One of the issues in neural networks is that they do not inherently compute the uncertainty of the predictions. This is important in practical applications since we mainly want to report the prediction with high certainty. In other words, if the network is uncertain about the predicted class, we should not report it to the user.
We will explain different techniques for computing the uncertainty of the prediction based on a single prediction. We will also show a technique called Monte Carlo dropout for estimating the uncertainty. Then, we will propose a method based on multi-crop evaluation for improving the results and approximating uncertainty, simultaneously.
Whereas knowledge adaptation assumes that the pre-trained network is going to learn a different task using labeled data, unsupervised domain adaptation assumes that the network is going to perform the same task but the domain of source and target datasets are different. In addition, the target dataset is unlabeled. Domain adaptation is another branch of transfer learning and it studies how to reduce the divergence of two domains or how to learn an accurate mapping under domain shift. We will explain most commonly used techniques in this field, and we will propose a technique which is computationally more efficient than the state-of-the-art methods and it performs better in the task of food classification. Our method is a variant of self-training where we take into account uncertainty of prediction and use ensemble of predictions rather than a single prediction.
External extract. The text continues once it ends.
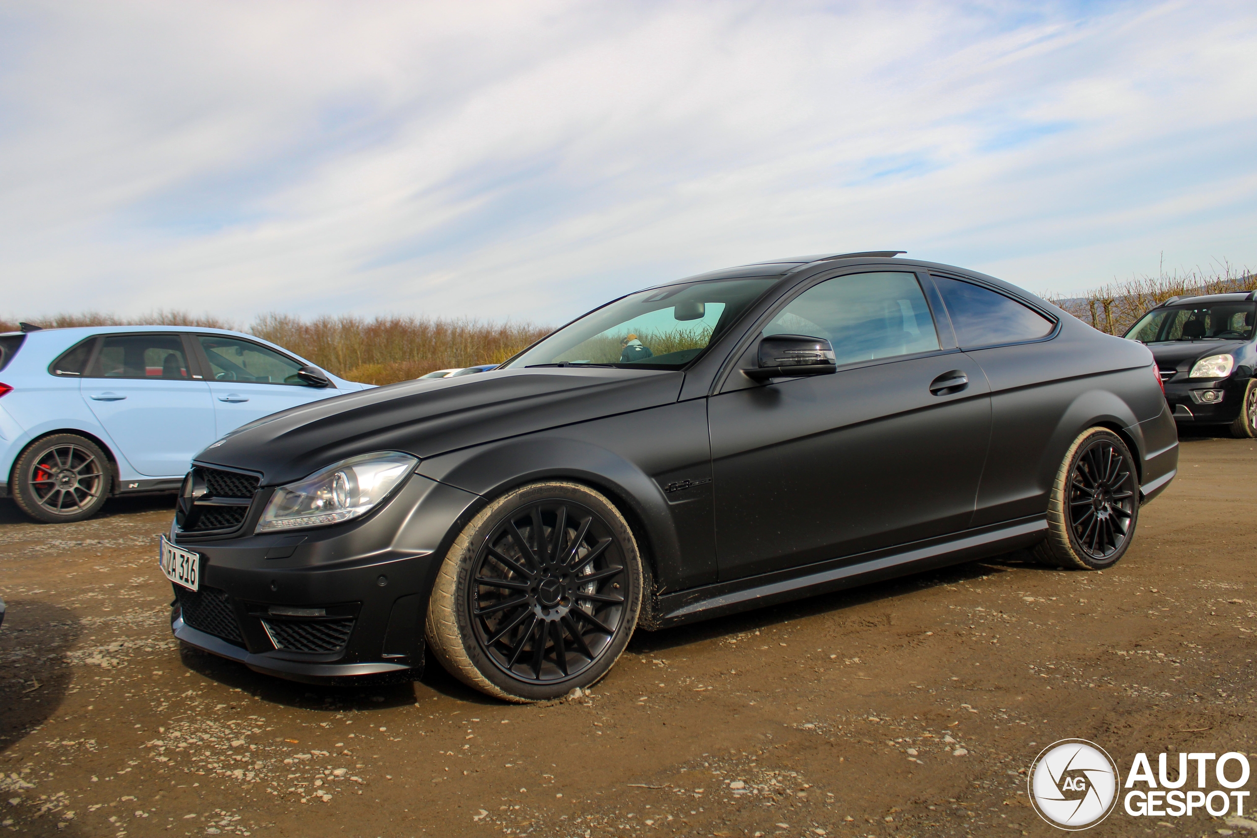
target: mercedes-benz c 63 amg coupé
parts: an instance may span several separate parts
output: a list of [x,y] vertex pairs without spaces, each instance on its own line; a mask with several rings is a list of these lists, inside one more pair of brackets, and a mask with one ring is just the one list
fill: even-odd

One way to exploit unlabeled data to improve the results is to use many unlabeled data. Previous results on semi-supervised learning have shown that the accuracy is improved by using unlabeled data together with labeled data. Another practical way to use unlabeled data is through a technique called active learning. Given the annotation budget, the major goal of active learning is to pick samples from a pool of unlabeled samples and ask a human to annotate them. The number of selected samples could not exceed the budget. The newly annotated samples are added to the dataset, and they are used to improving the network. The main question in active learning is how to pick samples that work better than random sampling. We will study various techniques for sample selection and perform a complete experiment on the task of food classification. We will show that informativeness measures work better than random selection.
The last part of our thesis deals with the problem of making our models compact. Our ultimate goal is to deploy the model on an embedded system or a smartphone with limited computational resources. Hence, it is essential to make our network as compact as possible in order to reduce the time to completion and use the resources efficiently. We will define a loss function to use labeled and unlabeled data for training a smaller network (mentee) by a bigger network (mentor). The first term in our loss function computes the cross-entropy between the normalized smoothed logits produced by the mentor and the normalized logits produced by the mentee. The second term in the loss function computed the mean square error of logits produced by the two networks on unlabeled images.
Then, we will propose a new network architecture with lower complexity. Our network is composed of successive convolution layers followed by several fire-residual modules, expansion block and a classification layer. The first convolution layers are for reducing the spatial size of the input quickly. Then, the fire residual modules do complex transformations. Also, the expansion layer makes it possible to have rectangle shaped receptive fields. We simply use the softened logits as the ground truth data and use the cross-entropy to transfer the knowledge of the mentor to the mentee. Our experiments show that not only the mentee is able to imitate the mentor, it is also able to slightly improve the results.